Il a appris ça avec Guus Hiddink, l’entraîneur avec lequel il a le plus travaillé au fil des ans.  » Selon Guus, il faut faire la démonstration du problème avant d’intervenir. Il faut même ‘créer’ le problème. Quand nous sommes arrivés en Corée du Sud, nous avons tout de suite constaté que l’alimentation n’était pas au niveau. Il y avait des barres chocolatées dans le vestiaire avant les matchs. Mais Guus n’a rien dit. Il a laissé faire les joueurs. Il les voyait manger les barres, mais ne disait rien.

Au bout de quelques semaines, il a commandé une étude sur la masse corporelle de l’effectif. Les joueurs tournaient autour de 10 %. Il a dit que les joueurs européens tournaient en moyenne autour de 8 %… Et il a pu dégager les barres sans que personne ne trouve à y redire.  » Il se marre.  » Bon, évidemment, les joueurs en Europe ne sont pas à 8 %…  »
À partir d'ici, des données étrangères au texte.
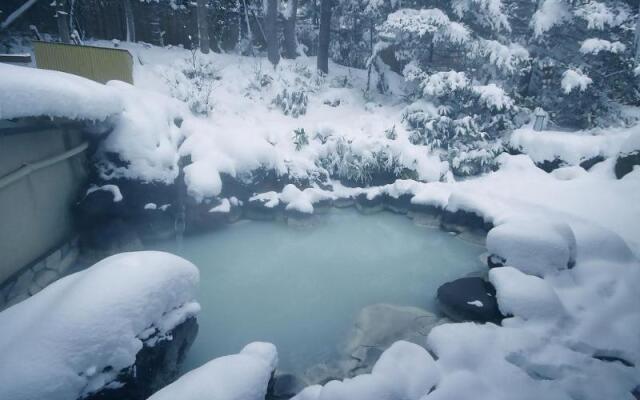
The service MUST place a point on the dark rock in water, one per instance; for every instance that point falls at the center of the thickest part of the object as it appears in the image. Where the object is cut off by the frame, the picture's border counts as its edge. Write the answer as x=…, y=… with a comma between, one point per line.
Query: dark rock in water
x=96, y=207
x=344, y=202
x=200, y=218
x=469, y=299
x=589, y=163
x=625, y=163
x=548, y=166
x=155, y=224
x=284, y=386
x=322, y=206
x=456, y=221
x=604, y=356
x=399, y=204
x=156, y=366
x=108, y=238
x=258, y=210
x=366, y=205
x=495, y=261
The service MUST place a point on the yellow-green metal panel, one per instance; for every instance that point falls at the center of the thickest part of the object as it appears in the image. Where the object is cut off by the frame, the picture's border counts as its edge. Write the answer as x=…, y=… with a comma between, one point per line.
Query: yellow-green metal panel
x=100, y=64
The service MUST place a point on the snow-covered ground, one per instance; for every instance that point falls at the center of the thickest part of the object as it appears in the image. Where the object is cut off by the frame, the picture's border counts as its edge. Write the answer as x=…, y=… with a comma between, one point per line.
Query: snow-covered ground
x=571, y=332
x=76, y=335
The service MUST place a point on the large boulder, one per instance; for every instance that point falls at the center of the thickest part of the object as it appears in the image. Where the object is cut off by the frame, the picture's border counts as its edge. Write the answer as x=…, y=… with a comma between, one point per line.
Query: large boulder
x=242, y=376
x=118, y=329
x=157, y=365
x=536, y=247
x=469, y=299
x=525, y=296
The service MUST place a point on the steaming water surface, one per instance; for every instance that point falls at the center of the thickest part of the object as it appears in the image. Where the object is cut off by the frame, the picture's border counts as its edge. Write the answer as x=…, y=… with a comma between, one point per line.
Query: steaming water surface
x=301, y=288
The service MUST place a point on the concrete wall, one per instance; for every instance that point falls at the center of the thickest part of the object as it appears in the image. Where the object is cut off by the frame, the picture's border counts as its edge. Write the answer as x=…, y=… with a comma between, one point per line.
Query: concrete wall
x=35, y=211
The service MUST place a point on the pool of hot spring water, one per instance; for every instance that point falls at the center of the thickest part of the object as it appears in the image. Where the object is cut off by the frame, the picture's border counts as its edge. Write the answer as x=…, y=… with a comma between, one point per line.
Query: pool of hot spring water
x=302, y=288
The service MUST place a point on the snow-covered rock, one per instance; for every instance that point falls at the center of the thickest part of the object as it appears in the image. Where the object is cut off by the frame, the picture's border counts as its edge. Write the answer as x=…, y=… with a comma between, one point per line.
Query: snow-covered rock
x=77, y=335
x=533, y=246
x=573, y=148
x=575, y=79
x=242, y=376
x=523, y=295
x=30, y=92
x=404, y=371
x=469, y=299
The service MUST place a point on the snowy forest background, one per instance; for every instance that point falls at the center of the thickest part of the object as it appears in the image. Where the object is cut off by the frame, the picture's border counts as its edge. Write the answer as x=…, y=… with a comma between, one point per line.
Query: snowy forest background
x=485, y=65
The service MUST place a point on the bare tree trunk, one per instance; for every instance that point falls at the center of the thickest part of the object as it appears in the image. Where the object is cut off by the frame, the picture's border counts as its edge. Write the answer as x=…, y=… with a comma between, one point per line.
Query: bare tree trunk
x=63, y=25
x=637, y=38
x=271, y=28
x=324, y=36
x=290, y=40
x=130, y=22
x=156, y=31
x=203, y=26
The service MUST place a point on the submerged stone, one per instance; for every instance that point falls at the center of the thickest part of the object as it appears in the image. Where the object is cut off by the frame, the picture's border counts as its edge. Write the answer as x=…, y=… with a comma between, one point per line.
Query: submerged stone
x=469, y=299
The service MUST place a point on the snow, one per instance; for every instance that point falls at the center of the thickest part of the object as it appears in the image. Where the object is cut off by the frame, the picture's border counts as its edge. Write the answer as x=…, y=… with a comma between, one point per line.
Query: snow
x=242, y=376
x=569, y=238
x=550, y=14
x=506, y=57
x=404, y=371
x=440, y=83
x=223, y=207
x=145, y=136
x=574, y=79
x=600, y=15
x=571, y=147
x=536, y=247
x=77, y=334
x=524, y=296
x=595, y=46
x=494, y=97
x=30, y=92
x=232, y=141
x=426, y=21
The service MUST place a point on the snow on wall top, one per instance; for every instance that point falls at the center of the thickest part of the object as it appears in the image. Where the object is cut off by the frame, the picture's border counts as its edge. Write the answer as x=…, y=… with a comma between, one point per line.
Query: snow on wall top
x=58, y=344
x=30, y=92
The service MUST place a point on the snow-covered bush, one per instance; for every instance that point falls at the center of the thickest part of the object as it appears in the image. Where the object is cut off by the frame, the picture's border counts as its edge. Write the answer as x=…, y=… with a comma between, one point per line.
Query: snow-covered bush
x=300, y=138
x=193, y=81
x=362, y=164
x=293, y=103
x=468, y=123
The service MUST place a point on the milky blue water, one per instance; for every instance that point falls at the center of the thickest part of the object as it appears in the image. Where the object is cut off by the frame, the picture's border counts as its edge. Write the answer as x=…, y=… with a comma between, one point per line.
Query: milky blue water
x=301, y=288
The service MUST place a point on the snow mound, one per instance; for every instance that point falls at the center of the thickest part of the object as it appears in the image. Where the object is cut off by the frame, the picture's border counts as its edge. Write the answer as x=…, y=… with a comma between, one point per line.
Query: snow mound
x=404, y=371
x=535, y=247
x=568, y=173
x=570, y=147
x=77, y=334
x=574, y=79
x=242, y=376
x=30, y=92
x=145, y=137
x=596, y=45
x=523, y=295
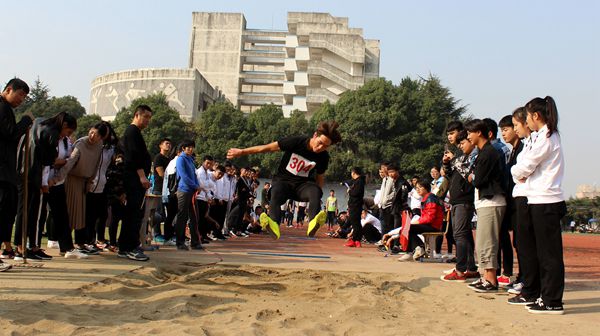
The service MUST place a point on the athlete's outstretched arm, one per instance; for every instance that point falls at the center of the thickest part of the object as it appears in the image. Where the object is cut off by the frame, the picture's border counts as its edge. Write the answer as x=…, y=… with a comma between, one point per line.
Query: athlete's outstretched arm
x=237, y=152
x=320, y=180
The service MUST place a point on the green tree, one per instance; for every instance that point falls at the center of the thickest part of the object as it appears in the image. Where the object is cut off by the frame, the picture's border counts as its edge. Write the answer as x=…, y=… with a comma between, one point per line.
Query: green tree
x=218, y=129
x=165, y=123
x=384, y=122
x=84, y=124
x=41, y=104
x=263, y=126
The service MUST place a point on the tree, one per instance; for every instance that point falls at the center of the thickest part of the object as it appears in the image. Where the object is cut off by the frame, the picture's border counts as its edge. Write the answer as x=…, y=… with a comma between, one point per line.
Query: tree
x=383, y=122
x=41, y=104
x=165, y=123
x=84, y=124
x=263, y=126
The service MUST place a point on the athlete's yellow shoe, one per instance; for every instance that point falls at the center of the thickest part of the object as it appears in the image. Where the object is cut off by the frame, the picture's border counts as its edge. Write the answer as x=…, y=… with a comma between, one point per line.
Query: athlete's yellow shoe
x=269, y=225
x=316, y=223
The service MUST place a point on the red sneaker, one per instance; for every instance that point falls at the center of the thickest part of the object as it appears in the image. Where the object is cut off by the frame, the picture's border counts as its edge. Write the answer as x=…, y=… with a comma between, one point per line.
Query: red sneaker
x=472, y=275
x=454, y=277
x=350, y=243
x=503, y=281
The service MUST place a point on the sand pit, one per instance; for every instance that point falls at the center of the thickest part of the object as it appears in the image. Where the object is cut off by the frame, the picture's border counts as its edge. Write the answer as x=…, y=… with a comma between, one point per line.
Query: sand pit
x=226, y=291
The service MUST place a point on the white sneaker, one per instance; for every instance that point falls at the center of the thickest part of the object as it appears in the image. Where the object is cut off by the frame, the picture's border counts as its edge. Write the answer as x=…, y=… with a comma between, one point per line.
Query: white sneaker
x=75, y=254
x=52, y=244
x=516, y=288
x=419, y=252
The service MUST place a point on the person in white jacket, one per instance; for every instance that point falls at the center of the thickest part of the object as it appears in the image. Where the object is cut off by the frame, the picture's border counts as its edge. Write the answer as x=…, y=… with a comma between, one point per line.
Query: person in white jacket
x=541, y=169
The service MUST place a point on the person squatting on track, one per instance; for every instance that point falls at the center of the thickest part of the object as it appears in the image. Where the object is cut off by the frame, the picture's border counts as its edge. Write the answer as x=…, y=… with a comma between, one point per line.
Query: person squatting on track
x=300, y=175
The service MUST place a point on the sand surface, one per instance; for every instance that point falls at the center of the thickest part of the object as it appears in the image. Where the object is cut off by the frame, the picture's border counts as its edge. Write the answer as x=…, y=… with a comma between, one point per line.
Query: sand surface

Verheijen retourne au paperboard. Il place un point à proximité du sommet de la pyramide.  » Vous voyez, Hiddink fait partie des 10 % d’entraîneurs ‘inconsciemment compétents’. Il sent d’instinct comment il doit traiter les joueurs.  » Y a-t-il quelqu’un au-dessus de lui ?

 » Je n’ai jamais travaillé avec lui, mais quand je vois le boulot de José Mourinho, le lien qu’il a avec les joueurs, la façon qu’il a de communiquer pour détourner l’attention après une défaite de son équipe, je me dis que c’est très fort.  »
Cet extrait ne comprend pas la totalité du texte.